The paintings of Wilhelm Sasnal chronicle the complex experience of life today. Mixing art historical references with images taken from the internet, their subject matter knows no limits: from icons of popular culture such as Roy Orbison to much admired paintings of the past such as Georges Seurat’s Bathers at Asnières (1884), from the lonesome cowboys in a Steven Spielberg film, to the shocking photographs of Mexican photographer Enrique Metinides.

Art Spiegelman’s comic-style narration of the Holocaust serves as pretext for a series of stark black-and-white paintings, while the news image of a Japanese girl rescued from the tsunami becomes a jewel-like colour composition. No conventional boundaries are valid: history meets the present, public mixes with private, Romanticism fuses with Realism. As Sasnal himself states: ‘There are no rules.’ The only rule is that ‘you must not cheat’.

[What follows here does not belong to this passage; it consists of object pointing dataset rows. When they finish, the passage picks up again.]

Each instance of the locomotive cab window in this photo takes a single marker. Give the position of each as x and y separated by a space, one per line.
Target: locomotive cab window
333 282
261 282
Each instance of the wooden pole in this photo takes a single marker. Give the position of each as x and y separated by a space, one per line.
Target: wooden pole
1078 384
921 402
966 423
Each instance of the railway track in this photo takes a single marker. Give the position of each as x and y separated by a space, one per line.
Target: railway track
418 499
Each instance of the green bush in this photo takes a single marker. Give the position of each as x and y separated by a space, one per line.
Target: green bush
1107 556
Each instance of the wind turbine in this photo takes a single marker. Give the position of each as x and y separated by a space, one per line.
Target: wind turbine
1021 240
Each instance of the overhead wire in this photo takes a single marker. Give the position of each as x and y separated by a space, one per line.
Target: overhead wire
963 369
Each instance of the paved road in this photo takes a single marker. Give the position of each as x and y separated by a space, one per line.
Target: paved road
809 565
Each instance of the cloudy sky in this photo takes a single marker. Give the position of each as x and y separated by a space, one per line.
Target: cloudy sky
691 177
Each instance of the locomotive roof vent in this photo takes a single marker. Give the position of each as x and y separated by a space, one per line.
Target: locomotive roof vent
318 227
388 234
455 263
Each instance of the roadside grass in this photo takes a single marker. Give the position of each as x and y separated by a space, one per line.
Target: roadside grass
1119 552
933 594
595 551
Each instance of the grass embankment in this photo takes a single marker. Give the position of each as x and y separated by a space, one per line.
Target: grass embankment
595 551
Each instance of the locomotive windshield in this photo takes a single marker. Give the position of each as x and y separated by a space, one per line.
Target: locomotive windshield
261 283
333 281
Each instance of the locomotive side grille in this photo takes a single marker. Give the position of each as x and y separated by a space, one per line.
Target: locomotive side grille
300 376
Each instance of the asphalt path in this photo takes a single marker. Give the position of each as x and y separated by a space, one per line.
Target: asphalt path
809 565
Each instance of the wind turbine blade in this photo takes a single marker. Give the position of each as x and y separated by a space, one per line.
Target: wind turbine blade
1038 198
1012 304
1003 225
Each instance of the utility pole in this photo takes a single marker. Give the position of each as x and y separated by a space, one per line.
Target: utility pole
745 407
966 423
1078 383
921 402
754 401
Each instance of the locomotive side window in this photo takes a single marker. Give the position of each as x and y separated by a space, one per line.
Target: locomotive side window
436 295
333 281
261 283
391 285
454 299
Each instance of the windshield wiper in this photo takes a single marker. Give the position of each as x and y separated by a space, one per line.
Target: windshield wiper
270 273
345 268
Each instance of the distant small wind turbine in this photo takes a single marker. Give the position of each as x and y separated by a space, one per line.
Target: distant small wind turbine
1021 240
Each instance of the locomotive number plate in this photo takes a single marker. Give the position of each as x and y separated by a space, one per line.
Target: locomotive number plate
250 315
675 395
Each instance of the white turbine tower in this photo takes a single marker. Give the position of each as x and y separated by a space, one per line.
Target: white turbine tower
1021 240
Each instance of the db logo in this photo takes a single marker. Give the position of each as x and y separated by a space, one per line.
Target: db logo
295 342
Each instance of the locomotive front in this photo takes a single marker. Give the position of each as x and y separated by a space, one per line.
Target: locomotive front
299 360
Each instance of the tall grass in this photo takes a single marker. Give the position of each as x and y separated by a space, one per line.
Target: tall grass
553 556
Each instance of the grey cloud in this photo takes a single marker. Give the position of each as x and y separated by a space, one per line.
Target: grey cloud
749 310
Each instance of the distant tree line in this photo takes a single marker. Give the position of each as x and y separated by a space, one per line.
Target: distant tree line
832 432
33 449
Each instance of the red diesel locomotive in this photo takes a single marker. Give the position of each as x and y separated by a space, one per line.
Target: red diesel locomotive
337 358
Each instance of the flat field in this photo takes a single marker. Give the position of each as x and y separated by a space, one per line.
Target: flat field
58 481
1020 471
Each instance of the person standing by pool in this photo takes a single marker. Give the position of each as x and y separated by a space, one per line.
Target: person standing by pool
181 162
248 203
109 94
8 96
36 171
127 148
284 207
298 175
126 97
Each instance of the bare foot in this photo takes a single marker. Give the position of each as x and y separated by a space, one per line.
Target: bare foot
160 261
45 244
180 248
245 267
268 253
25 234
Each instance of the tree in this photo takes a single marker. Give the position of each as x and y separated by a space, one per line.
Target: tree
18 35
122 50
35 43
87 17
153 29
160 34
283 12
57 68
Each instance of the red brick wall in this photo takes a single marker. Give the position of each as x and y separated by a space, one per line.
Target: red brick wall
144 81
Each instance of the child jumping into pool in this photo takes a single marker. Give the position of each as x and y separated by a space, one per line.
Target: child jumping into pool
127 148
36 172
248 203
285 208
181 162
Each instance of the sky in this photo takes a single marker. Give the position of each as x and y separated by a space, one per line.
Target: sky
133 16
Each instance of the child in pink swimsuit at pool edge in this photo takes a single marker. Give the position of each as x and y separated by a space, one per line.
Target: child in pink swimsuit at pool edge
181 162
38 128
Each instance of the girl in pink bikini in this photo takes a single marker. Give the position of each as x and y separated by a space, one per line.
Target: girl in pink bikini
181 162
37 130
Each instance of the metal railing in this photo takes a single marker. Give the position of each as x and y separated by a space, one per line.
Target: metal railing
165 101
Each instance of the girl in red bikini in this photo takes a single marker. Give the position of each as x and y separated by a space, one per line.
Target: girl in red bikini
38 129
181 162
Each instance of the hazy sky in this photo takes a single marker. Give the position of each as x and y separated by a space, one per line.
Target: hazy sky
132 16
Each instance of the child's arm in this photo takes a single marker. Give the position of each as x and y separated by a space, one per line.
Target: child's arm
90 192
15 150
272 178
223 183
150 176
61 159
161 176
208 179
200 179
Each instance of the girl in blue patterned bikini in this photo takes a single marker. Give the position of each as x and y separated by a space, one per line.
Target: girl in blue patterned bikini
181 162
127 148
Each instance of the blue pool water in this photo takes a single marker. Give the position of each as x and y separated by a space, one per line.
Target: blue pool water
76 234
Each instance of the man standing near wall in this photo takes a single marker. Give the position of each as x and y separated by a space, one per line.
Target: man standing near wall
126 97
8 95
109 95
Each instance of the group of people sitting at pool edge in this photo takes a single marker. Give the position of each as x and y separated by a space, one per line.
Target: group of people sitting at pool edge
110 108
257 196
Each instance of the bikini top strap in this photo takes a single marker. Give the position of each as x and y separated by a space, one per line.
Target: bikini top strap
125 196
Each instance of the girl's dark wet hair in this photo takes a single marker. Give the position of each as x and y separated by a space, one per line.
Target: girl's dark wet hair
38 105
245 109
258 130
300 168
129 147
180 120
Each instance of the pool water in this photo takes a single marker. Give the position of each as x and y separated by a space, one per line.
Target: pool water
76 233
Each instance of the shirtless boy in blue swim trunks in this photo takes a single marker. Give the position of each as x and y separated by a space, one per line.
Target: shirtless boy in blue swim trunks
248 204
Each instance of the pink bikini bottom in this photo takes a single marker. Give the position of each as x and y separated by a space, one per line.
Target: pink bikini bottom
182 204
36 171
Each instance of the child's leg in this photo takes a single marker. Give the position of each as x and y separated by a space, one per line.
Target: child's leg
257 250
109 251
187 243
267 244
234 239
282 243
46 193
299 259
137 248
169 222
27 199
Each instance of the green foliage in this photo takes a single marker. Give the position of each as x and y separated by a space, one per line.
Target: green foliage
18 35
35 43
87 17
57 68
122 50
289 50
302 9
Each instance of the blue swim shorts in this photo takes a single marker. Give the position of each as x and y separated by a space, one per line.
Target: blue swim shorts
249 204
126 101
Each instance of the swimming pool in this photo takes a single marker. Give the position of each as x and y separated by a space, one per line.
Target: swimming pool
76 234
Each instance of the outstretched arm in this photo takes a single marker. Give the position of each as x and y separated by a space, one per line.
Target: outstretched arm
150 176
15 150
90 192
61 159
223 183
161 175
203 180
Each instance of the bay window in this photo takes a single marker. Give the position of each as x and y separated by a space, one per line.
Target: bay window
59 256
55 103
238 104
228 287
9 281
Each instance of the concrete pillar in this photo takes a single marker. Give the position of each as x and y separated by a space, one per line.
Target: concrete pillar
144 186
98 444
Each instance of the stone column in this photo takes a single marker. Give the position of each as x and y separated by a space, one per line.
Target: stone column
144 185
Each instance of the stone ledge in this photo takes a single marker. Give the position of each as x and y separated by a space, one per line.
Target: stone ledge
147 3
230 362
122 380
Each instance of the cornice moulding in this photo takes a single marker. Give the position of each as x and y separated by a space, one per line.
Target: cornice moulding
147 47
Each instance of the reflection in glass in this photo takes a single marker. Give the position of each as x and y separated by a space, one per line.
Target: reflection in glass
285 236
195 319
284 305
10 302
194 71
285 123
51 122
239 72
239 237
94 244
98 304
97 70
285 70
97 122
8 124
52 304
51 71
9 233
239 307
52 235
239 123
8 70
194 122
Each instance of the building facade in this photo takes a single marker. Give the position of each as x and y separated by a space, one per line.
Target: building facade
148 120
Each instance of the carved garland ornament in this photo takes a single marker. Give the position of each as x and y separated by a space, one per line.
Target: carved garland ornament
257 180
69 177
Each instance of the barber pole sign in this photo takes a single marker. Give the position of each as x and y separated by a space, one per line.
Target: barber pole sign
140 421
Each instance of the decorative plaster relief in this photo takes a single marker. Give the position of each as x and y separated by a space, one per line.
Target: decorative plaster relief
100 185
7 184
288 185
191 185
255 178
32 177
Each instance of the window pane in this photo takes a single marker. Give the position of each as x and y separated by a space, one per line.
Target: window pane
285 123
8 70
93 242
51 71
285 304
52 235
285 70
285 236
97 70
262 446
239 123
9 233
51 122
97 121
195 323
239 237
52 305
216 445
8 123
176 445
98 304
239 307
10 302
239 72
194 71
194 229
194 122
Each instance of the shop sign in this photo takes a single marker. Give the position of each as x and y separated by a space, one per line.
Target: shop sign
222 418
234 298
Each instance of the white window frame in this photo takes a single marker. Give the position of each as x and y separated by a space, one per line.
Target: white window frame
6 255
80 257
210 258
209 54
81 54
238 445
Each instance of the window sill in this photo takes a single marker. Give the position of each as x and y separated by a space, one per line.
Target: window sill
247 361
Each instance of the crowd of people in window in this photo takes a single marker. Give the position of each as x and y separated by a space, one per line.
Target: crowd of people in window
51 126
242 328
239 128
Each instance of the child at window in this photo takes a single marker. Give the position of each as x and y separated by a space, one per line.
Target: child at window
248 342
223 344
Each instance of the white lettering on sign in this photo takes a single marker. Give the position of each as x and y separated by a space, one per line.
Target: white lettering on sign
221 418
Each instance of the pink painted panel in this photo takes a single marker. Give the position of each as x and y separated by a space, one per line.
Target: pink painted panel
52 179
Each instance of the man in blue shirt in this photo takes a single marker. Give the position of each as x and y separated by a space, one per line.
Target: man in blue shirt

In a visual culture flooded by photographic images, Sasnal’s work attests to the continuous spellbinding power of painting. This exhibition surveys his work of the past ten years. It opens with recent works referencing world events and the artist’s extensive travels before returning to Pop-inspired work from the 1990s and reflections on the troubled history of his native Poland. The cross-over between film, video, photography and painting which forms the focus of the third part of the exhibition is complemented by a selection of Sasnal’s acclaimed shorts and feature films screened as part of the accompanying events programme.